GLMM with quasi-Poisson distribution


I'm interested in fitting a model using a GLMM with quasi-Poisson distribution (my data is event occurrence and there was an overdispersion). I'm looking at the different options available, but I feel confused as to which one to choose.

So far, what I encountered are the following:

  1. glmmPQL: family = quasipoisson. Used when a) the data is not normally distributed, b) the Poisson of mean >= 5, and c) overdispersion Bolker et al., 2009.

  2. glmmTMB: family = nbinom1 @D A Wells, 20017

  3. glmer with quasi_table: family = poisson, then use quasi_table function provided by @Ben Bolker, 2021.

What are the differences in these three methods, when to use one and when not to, or are there any other ways to go about it?

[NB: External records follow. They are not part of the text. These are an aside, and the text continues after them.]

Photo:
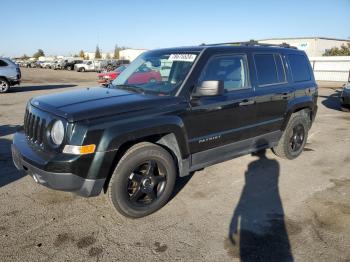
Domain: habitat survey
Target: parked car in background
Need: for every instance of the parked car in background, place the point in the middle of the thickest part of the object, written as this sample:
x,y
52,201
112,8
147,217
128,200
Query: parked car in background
x,y
88,66
345,97
105,77
30,64
144,75
47,64
69,65
10,74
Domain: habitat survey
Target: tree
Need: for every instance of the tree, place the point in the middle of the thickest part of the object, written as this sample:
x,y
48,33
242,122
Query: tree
x,y
39,53
97,53
81,54
116,52
344,50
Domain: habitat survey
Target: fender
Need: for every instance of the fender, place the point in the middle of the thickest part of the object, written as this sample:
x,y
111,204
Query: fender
x,y
115,136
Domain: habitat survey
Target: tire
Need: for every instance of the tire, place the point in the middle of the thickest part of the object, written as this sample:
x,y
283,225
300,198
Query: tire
x,y
4,85
131,187
294,137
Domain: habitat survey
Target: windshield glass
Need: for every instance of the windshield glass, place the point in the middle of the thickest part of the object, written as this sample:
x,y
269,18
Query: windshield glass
x,y
156,72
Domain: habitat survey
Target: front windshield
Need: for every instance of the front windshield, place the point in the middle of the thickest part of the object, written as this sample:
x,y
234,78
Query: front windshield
x,y
156,72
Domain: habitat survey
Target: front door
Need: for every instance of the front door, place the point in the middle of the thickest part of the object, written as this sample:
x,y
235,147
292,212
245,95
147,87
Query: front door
x,y
222,120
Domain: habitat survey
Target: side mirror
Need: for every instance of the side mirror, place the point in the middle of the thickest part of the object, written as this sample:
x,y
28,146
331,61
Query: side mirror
x,y
210,88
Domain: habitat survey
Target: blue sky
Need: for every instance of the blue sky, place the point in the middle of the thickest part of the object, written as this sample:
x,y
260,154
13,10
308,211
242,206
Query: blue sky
x,y
67,26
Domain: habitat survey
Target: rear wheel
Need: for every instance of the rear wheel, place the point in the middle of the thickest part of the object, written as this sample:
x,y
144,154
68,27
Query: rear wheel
x,y
4,85
142,181
294,136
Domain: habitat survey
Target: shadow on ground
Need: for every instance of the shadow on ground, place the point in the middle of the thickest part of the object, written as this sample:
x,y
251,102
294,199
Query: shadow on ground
x,y
257,230
332,101
38,87
8,129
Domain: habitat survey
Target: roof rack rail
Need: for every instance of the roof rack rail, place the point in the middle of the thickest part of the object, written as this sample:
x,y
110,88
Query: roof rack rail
x,y
252,43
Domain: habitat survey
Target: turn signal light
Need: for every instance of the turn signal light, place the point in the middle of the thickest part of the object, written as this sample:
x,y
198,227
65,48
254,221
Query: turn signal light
x,y
79,150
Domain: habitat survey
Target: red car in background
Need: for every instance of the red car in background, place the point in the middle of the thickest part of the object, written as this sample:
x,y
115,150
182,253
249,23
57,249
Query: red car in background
x,y
142,76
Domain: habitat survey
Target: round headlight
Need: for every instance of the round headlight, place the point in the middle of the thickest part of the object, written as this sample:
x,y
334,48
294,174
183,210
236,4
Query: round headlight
x,y
57,132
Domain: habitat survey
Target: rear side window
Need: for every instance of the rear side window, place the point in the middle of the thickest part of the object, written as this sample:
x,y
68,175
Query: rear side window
x,y
231,69
300,68
270,69
3,63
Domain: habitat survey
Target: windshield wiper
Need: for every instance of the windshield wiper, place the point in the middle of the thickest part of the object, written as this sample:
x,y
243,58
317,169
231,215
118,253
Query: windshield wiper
x,y
131,88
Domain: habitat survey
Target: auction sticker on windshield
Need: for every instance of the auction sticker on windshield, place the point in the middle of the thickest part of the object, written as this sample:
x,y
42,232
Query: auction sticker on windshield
x,y
182,57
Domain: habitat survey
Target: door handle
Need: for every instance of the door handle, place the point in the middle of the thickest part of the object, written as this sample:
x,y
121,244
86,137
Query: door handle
x,y
246,102
285,95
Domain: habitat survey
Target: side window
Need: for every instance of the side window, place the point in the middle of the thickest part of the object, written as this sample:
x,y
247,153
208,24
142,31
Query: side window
x,y
299,67
231,69
3,63
281,74
266,69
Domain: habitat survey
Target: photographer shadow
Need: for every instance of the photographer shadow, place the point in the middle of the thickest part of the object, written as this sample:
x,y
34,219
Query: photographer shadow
x,y
257,230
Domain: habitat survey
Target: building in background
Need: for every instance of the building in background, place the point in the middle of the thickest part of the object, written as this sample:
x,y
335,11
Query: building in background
x,y
130,54
313,46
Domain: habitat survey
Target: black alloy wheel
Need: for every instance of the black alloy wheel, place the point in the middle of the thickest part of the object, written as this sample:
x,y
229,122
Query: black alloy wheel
x,y
146,183
297,139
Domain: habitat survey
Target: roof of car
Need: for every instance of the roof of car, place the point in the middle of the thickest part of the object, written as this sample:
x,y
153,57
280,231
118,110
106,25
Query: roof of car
x,y
229,46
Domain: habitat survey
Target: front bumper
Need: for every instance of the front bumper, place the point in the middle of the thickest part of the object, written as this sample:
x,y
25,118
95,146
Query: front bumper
x,y
59,181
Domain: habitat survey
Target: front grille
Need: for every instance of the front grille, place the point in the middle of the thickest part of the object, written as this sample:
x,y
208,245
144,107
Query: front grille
x,y
34,127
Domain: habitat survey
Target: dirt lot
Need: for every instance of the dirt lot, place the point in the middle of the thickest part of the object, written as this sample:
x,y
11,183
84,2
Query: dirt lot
x,y
256,208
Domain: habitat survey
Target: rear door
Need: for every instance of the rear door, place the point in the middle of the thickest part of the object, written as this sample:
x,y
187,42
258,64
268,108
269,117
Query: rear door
x,y
272,91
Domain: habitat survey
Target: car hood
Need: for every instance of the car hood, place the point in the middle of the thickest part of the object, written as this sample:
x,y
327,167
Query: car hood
x,y
96,102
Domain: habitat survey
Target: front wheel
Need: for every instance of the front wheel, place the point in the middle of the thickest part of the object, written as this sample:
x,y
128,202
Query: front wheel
x,y
143,180
294,136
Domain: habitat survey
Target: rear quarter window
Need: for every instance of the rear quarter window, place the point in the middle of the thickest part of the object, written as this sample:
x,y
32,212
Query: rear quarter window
x,y
299,67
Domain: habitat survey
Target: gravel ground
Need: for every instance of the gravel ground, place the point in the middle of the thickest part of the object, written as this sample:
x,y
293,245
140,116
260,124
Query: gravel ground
x,y
255,208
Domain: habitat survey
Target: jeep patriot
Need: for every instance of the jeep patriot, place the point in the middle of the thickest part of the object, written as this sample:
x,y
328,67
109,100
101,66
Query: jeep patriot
x,y
132,139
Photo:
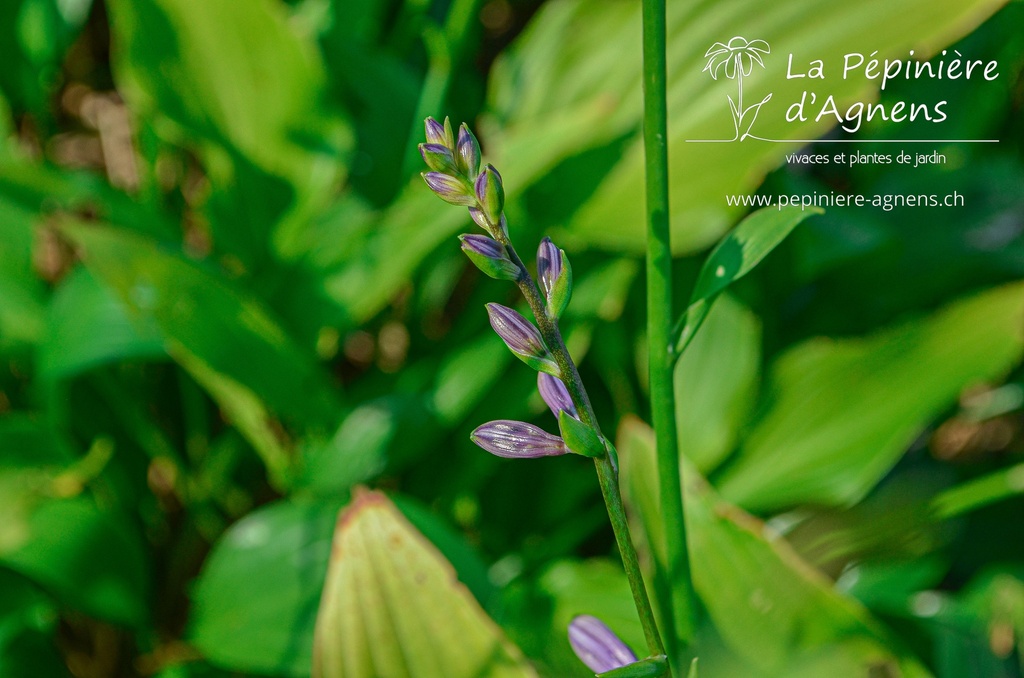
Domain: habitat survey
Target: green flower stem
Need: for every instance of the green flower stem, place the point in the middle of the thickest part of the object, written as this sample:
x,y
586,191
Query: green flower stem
x,y
681,609
606,473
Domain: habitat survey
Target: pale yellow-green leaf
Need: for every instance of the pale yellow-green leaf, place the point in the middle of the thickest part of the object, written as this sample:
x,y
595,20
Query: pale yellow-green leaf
x,y
843,411
776,612
393,607
716,383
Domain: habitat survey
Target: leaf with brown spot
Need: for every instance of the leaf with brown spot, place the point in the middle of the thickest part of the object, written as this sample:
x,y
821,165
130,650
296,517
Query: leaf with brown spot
x,y
393,606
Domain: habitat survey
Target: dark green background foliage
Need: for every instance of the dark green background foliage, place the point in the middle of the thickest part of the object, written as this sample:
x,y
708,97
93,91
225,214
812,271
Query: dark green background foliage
x,y
226,299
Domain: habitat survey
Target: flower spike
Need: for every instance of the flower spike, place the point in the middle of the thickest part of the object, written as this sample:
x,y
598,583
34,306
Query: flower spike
x,y
438,158
555,394
489,256
597,645
491,194
522,338
555,277
467,152
450,188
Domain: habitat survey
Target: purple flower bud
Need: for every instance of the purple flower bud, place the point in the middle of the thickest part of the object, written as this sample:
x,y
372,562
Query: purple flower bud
x,y
597,645
450,188
516,439
555,394
489,256
556,277
549,265
522,338
438,158
434,132
491,194
467,152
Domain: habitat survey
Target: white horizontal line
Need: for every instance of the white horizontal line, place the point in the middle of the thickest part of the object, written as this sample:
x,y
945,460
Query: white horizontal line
x,y
848,140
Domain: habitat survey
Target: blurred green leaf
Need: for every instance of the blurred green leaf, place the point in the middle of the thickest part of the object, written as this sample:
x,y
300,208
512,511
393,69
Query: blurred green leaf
x,y
578,54
22,313
735,256
34,35
717,381
87,326
222,327
282,551
768,605
391,606
70,549
980,492
28,620
254,605
825,439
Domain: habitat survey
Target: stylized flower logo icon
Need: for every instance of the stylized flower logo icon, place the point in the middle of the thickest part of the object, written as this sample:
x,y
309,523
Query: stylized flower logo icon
x,y
737,58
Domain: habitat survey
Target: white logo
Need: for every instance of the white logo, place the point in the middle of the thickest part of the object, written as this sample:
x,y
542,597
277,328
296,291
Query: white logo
x,y
736,59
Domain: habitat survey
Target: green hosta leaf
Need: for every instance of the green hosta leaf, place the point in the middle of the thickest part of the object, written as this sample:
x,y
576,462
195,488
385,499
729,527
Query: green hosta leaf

Thank you so much in advance.


Solution

  • All three of these methods use a GLMM estimation algorithm to estimate a model with the mean-variance relationship mean = phi*var, phi>0, but they do three different things:

    • glmmPQL uses penalized quasi-likelihood to fit a quasi-Poisson model. PQL is a fast method, but suffers when the effective sample size per group (i.e. expected number of counts per group) is low (Breslow 2004).
    • glmer uses Laplace approximation (by default) or adaptive Gauss-Hermite quadrature (if you set the nAGQ argument to a value >1) to fit a Poisson model, then quasi_table to adjust the standard errors and p-values based on a squared-Pearson-residual estimate of dispersion. Laplace (which corresponds to nAGQ=1) is a little slower but more accurate than PQL; AGHQ with nAGQ>1 is slower still and more accurate.
    • glmmTMB uses Laplace approximation to fit a negative binomial model that is parameterized so that the variance is proportional to the mean (i.e. it uses a mean-dependent dispersion parameter theta(mu) = mu/(phi-1) so that var = mu*(1+mu/theta(mu)) = mu*phi: Hardin and Hilbe 2007).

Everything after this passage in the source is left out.